Re your #8 -
It seems that Scalia was using his rifle in NY for cometitive shooting in a military school.
As far as I know, the military hasn't had a lot to do with "hunting" either lately.
But then again, the 2nd A. really isn't about the standing military, either. Although I think it was presumed during the founding that the National Military (which was supposed to be kept at a minimum) and the local Militias were supposed to be working cooperatively.
Of course, after the Civil War, the Federal Gov't. seems to have reconsidered the idea of relative local / State military autonomy, and that was pretty much the end of the "Militia" system as a serious tactical element in America.
By the mid 1890s the "Militia" became "National Guard", subject to federalization.
So much for "State's Rights", as Roe V. Wade has pretty much demonstrated.
Well perhaps with S. Dakota passing a ban on abortion,
States Rights will be revisited again real soon
But then again, the 2nd A. really isn't about the standing military, either. Although I think it was presumed during the founding that the National Military (which was supposed to be kept at a minimum) and the local Militias were supposed to be working cooperatively.
Of course, after the Civil War, the Federal Gov't. seems to have reconsidered the idea of relative local / State military autonomy, and that was pretty much the end of the "Militia" system as a serious tactical element in America.
By the mid 1890s the "Militia" became "National Guard", subject to federalization.
Of course, after the Civil War, the Federal Gov't. seems to have reconsidered the idea of relative local / State military autonomy, and that was pretty much the end of the "Militia" system as a serious tactical element in America. By the mid 1890s the "Militia" became "National Guard", subject to federalization.

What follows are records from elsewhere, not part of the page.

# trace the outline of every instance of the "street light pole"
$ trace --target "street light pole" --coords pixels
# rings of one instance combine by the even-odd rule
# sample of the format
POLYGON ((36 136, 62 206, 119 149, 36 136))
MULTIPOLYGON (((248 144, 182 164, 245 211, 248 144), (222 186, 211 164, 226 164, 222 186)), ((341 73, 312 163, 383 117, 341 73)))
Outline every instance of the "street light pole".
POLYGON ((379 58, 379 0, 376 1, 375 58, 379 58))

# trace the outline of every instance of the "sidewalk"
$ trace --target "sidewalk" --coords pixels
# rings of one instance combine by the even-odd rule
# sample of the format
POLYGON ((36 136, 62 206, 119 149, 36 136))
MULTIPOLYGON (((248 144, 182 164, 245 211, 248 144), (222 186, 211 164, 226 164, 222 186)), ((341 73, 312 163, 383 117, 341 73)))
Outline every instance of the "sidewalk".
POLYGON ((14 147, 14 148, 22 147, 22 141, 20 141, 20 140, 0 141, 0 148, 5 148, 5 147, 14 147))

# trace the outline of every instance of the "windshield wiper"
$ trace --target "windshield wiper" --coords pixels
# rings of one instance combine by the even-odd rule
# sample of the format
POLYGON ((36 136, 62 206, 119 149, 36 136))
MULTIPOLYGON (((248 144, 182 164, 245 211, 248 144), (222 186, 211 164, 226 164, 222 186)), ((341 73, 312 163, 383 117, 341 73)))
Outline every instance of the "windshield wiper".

Historically and legally inaccurate. Too many errors to cover in detail so here are the bullets
1.The courts have recognized the existence of the Militia without exception, since the civil war. From Presser v Illinois 1879
It is undoubtedly true that all citizens capable of bearing
arms constitute the reserved military force or reserve militia of the United States as well as of the States, and in view of this prerogative of the general government, as well as of its general powers, the States cannot, even laying the constitutional provision in question out of view, prohibit the people from keeping and earing arms, so as to deprive the United States of their rightful
resource for maintaining the public security, and disable the people from performing their duty to the general government.
2. The reserve militia of the United States is a concept and legal construct completely separate from the National Guard. The idea the one morphed into the other is a liberal construct not backed by legislation or legal decision.